The Consumer Price Index for All Urban Consumers (CPI-U) increased 6.2% between October 2020 and October 2021 before seasonal adjustment—the largest one-year increase since the period ending November 1990. Between September and October 2021, the CPI-U increased 0.9%. According to BLS data, average hourly earnings for all employees increased 0.4% during the same period. And when inflation is taken into account, real average hourly earnings decreased 0.5% in October.
While average hourly earnings for all employees on private nonfarm payrolls rose by 8 cents (to $31.03) in November, and average hourly earnings of private sector production and nonsupervisory employees rose by 12 cents (to $26.40), these gains have largely been washed out by inflation.

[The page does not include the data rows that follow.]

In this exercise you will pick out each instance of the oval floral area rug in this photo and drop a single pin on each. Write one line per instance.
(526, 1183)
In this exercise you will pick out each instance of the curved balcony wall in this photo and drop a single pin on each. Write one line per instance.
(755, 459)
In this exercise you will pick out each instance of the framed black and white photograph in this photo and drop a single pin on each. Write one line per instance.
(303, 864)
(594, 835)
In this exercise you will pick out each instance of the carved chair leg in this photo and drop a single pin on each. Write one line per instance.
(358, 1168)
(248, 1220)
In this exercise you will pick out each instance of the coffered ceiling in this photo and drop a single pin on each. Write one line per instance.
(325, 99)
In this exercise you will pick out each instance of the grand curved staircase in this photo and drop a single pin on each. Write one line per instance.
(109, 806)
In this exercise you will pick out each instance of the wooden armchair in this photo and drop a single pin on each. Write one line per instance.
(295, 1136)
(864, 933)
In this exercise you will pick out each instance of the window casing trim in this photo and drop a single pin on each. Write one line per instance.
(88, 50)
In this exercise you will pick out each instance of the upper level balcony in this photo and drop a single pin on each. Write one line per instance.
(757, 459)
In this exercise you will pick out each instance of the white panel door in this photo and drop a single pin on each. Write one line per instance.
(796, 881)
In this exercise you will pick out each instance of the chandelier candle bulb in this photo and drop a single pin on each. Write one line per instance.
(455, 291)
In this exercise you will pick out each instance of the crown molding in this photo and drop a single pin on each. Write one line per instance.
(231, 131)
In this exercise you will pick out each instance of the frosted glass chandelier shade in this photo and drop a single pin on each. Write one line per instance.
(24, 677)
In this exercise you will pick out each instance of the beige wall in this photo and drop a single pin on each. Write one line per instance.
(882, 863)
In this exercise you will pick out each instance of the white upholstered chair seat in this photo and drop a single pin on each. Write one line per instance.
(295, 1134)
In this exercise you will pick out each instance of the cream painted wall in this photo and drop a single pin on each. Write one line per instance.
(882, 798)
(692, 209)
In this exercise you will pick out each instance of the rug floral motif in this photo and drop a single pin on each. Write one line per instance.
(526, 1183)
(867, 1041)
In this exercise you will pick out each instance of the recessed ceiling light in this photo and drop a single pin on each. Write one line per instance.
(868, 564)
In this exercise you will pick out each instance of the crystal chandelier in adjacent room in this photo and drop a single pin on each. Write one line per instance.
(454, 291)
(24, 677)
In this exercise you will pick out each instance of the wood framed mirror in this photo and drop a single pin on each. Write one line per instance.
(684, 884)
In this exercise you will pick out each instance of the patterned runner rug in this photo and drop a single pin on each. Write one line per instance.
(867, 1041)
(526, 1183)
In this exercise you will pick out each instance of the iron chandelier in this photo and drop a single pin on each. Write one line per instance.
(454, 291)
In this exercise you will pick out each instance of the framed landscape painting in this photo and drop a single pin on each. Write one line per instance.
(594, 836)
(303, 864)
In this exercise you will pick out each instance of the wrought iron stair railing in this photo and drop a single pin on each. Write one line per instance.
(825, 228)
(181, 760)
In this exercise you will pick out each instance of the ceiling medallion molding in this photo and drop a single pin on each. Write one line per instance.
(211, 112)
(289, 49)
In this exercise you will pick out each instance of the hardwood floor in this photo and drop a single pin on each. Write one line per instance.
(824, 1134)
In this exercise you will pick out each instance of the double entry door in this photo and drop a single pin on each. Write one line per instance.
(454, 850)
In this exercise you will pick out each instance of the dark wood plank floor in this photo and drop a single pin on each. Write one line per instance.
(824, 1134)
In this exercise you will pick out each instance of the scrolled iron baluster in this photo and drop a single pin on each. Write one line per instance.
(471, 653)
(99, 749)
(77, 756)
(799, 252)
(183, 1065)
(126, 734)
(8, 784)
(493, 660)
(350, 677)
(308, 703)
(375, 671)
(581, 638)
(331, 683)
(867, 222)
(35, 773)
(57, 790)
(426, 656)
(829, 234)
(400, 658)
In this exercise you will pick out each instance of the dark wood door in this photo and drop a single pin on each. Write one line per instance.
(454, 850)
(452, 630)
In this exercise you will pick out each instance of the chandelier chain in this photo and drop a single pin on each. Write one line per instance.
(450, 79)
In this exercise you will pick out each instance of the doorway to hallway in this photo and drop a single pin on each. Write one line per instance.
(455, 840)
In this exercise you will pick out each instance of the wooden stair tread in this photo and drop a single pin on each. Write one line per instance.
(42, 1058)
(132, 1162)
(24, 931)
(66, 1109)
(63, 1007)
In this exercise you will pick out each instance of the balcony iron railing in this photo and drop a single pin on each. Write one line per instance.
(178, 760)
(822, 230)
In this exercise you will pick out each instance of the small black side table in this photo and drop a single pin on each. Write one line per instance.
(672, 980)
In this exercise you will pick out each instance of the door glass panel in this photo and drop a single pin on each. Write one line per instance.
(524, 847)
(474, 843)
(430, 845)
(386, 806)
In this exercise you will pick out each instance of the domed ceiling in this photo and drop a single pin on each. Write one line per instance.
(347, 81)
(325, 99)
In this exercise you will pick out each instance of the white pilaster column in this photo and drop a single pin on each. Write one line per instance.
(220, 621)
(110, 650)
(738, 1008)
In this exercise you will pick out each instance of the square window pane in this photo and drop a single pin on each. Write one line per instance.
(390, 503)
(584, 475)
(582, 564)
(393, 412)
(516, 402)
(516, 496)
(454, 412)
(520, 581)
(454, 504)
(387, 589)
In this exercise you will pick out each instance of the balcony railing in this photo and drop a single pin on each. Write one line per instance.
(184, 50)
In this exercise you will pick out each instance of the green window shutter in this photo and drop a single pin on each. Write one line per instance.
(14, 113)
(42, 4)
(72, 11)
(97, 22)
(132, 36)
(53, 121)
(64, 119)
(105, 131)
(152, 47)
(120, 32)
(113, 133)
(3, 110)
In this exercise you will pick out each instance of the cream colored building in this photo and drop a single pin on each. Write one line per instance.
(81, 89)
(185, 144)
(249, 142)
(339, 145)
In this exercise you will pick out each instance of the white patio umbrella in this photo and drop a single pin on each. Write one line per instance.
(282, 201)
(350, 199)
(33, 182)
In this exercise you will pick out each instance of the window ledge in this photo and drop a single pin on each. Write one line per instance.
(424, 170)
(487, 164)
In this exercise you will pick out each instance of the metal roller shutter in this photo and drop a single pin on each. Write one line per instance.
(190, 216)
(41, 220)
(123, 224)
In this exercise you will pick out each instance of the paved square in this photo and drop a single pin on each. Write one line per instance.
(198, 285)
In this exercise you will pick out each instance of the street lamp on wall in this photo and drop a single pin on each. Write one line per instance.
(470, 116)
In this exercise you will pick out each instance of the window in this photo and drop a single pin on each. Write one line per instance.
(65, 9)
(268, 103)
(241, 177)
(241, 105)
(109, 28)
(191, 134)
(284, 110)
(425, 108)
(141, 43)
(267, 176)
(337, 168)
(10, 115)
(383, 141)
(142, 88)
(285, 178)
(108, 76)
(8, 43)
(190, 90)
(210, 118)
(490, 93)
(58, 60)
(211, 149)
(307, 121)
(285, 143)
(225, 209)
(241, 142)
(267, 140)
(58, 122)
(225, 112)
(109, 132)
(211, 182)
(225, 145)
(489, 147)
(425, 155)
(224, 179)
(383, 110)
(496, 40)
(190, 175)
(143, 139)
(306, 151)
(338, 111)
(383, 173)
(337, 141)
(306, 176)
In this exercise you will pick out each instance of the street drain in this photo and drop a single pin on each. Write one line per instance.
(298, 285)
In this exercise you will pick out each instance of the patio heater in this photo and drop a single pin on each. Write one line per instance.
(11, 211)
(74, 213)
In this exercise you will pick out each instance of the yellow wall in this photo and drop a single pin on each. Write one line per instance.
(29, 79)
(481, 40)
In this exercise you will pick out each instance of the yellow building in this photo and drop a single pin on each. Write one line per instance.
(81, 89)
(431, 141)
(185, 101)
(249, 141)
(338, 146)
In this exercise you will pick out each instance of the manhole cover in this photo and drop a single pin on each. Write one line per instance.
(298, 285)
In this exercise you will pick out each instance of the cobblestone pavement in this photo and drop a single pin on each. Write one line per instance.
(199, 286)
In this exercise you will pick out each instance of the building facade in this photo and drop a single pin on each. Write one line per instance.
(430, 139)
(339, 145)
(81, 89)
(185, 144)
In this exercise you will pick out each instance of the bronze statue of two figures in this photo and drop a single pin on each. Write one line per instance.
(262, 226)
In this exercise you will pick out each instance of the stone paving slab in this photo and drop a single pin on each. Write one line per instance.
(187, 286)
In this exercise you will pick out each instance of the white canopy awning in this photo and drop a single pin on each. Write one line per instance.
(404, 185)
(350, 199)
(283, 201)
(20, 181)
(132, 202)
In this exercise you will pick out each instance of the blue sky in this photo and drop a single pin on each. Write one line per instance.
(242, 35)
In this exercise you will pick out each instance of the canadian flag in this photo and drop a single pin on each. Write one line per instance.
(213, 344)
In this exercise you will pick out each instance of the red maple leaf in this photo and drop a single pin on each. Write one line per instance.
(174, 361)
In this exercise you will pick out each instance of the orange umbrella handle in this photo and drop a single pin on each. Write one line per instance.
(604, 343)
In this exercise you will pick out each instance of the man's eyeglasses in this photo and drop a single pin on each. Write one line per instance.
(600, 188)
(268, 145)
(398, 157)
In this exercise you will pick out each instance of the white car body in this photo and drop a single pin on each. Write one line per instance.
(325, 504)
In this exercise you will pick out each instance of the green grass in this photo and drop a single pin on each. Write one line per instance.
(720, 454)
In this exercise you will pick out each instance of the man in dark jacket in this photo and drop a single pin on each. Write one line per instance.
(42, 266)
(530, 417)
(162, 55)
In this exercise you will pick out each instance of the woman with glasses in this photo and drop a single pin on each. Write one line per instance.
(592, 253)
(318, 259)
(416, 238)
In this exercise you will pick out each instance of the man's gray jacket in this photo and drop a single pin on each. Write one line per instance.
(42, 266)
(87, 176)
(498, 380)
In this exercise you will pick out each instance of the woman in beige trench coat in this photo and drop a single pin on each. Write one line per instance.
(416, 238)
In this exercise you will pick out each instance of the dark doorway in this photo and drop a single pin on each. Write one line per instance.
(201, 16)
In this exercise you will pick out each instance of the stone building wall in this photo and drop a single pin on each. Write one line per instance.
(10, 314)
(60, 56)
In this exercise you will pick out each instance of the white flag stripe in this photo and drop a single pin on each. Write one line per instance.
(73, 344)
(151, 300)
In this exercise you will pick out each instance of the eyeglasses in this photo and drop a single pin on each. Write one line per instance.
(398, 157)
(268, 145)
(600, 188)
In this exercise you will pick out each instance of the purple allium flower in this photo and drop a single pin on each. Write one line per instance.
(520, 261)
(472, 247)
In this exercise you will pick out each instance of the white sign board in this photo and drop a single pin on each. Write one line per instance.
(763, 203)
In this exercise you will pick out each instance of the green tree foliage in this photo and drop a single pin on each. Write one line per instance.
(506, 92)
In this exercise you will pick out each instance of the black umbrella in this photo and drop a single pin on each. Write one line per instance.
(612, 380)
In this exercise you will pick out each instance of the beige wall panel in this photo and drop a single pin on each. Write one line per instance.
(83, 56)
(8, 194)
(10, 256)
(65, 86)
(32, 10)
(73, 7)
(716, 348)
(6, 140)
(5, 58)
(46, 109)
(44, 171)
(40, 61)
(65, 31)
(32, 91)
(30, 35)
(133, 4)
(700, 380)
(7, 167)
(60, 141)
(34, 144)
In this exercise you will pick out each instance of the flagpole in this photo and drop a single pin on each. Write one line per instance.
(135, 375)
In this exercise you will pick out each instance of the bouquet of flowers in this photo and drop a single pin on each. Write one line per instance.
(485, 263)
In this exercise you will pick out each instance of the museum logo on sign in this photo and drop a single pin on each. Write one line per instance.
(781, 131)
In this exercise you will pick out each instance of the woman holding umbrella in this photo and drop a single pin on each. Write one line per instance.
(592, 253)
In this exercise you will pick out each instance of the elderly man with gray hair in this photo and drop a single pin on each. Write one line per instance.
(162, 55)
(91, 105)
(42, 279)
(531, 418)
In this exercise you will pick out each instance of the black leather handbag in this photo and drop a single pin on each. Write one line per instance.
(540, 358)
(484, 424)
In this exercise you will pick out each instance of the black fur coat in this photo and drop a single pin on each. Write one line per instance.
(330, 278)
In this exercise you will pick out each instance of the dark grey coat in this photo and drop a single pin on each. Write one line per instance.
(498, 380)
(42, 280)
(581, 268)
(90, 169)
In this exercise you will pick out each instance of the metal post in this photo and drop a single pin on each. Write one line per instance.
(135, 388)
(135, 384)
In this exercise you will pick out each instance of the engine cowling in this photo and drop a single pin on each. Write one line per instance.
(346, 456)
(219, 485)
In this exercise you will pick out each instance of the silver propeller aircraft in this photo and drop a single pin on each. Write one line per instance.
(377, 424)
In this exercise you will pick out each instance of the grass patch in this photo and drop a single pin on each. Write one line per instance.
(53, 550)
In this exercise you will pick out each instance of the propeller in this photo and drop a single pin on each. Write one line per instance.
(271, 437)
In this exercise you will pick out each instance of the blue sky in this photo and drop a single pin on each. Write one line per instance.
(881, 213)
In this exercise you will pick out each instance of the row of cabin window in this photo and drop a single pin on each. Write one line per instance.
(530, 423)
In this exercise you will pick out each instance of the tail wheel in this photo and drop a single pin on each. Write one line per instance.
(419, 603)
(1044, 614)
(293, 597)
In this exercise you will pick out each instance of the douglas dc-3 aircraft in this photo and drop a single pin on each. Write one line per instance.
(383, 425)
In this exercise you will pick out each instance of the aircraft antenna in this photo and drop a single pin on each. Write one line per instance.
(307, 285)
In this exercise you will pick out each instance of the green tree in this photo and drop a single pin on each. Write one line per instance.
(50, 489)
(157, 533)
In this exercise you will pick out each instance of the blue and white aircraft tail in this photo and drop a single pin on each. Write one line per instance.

The Federal Reserve considers policy changes
The renomination of Jerome Powell to lead the Federal Reserve suggests that the Biden administration is looking to reassure markets in the face of lingering inflationary pressures. In recent comments to the Senate, Powell signaled that the Fed is worried inflation will persist for longer than initially expected, and suggested that it will taper off asset purchases sooner than expected. While the markets responded well to the news that Powell would be renominated, his comments on inflation sparked concern.
Though several high-profile progressives opposed Powell’s renomination, they are likely excited about the nomination of Lael Brainard to the role of vice chair. In a speech given earlier this year, Brainard emphasized the importance of inclusive indicators and the goal of full employment: “The headline unemployment rate by itself can obscure important dimensions of labor market slack, so it is important to…consult a broad set of aggregated and disaggregated measures.” She also noted that tighter labor markets can improve equity, saying “groups that have faced the greatest challenges often make important labor market gains late in an expansion.”
A new COVID variant, and renewed economic uncertainty
As we face another pandemic winter, the World Health Organization has recently identified a “variant of concern” which they’ve named Omicron. Commerce Secretary Gina Raimondo expressed concern about the potential impacts of the variant for the labor market: “It’s too soon to tell, but I do think it’s real—not just because of the outbreaks, but because of people’s fears to show up. It’s massively disruptive.”
The Biden administration has announced several measures in response, including expanded at-home testing, continued mask mandates while flying or on public transit, and updated travel requirements for those entering the country. The administration is also continuing to encourage all adults to get a vaccine booster shot.
As we prepare for the holiday season, Omicron and other factors are still fueling great uncertainty in the broader economy in terms of labor markets, supply chains, and consumer behavior. The low unemployment rate continues to underscore the significance of the economic recovery, but the still high unemployment rate for Black workers and the dropping labor force participation rate for Black women serve as reminders that we are still far from a full recovery.